Sonia Mabrouk voulait-elle obtenir du leader vert la réponse qu'elle attendait, ou peut-être espérait au nom de sa chaîne libéralissime ? Il a fallu qu'elle pose au moins trois fois la question "L'écologie est-elle de gauche?" pour que Yannick réponde par la vérité du choix de la majorité des français qui ont voté.. L'écologie est sans nul doute le fil rouge de cette élection locale mais c'est un fait que les partis de gauche dont en particulier le socialisme ont appuyé cette coulée verte qui a triomphé hier en France.

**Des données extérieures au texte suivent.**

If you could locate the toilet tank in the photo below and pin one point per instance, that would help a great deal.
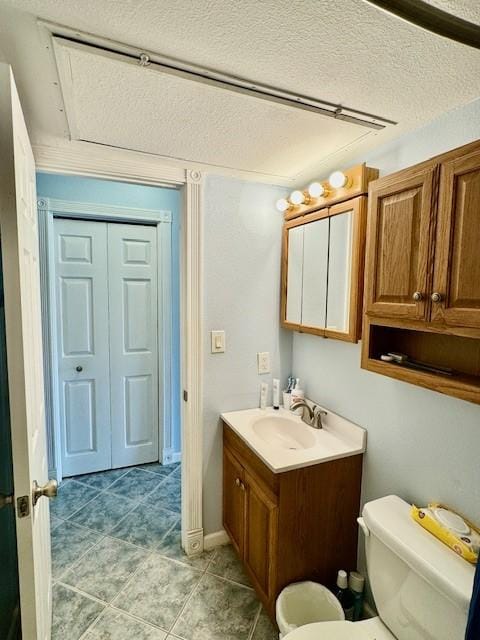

Elle a osé proposer indirectement aux Ecologistes d'entrer au gouvernement de Macron pour le rendre plus écologique. Ce dernier a rappelé ce qui était arrivé à l'écologiste Nicolas Hulot. Ce que proposait la journaliste de sa chaîne très, très à droite ? N'était-ce pas d'affirmer demain que les verts sont Macron-compatibles et que cette élection municipale couronne l'union des macronistes et des verts. Bien sûr, Yannick Jadot n'est pas tombé dans ce piège grossier.
Personnellement, je souhaitais une victoire socialiste à Paris et à Lille. Mes voeux ont été exaucés même si à Lille ce fut de justesse et surtout contre les prédictions "à priori" des Médias acquis à la chute de la Maire socialiste.
Que Lyon, Marseille et Bordeaux prennent nettement leur distance par rapport à la droite n'est pas pour me chagriner.
Il ne sera pas nécessaire à Monsieur Macron de choisir des vrais verts pour changer de politiques. Il n'a qu'à décider avec ses gens d'une autre orientation où le vert-social remplacerait le marchandising même d'un maire de Tourcoing bien élu par sa ville mais dont la personnalité à de quoi inquiéter même si son innocence actuellement est la vérité de la justice.
A mes yeux, il reste un pur libéral et à ce titre ne sort pas renforcé de l'élection d'hier qui lui a été certes favorable localement comme au Havre pour Monsieur Philippe, mais ces deux hirondelles de droite ne contredisent pas un rush vert social que je souhaitais de tout mon coeur.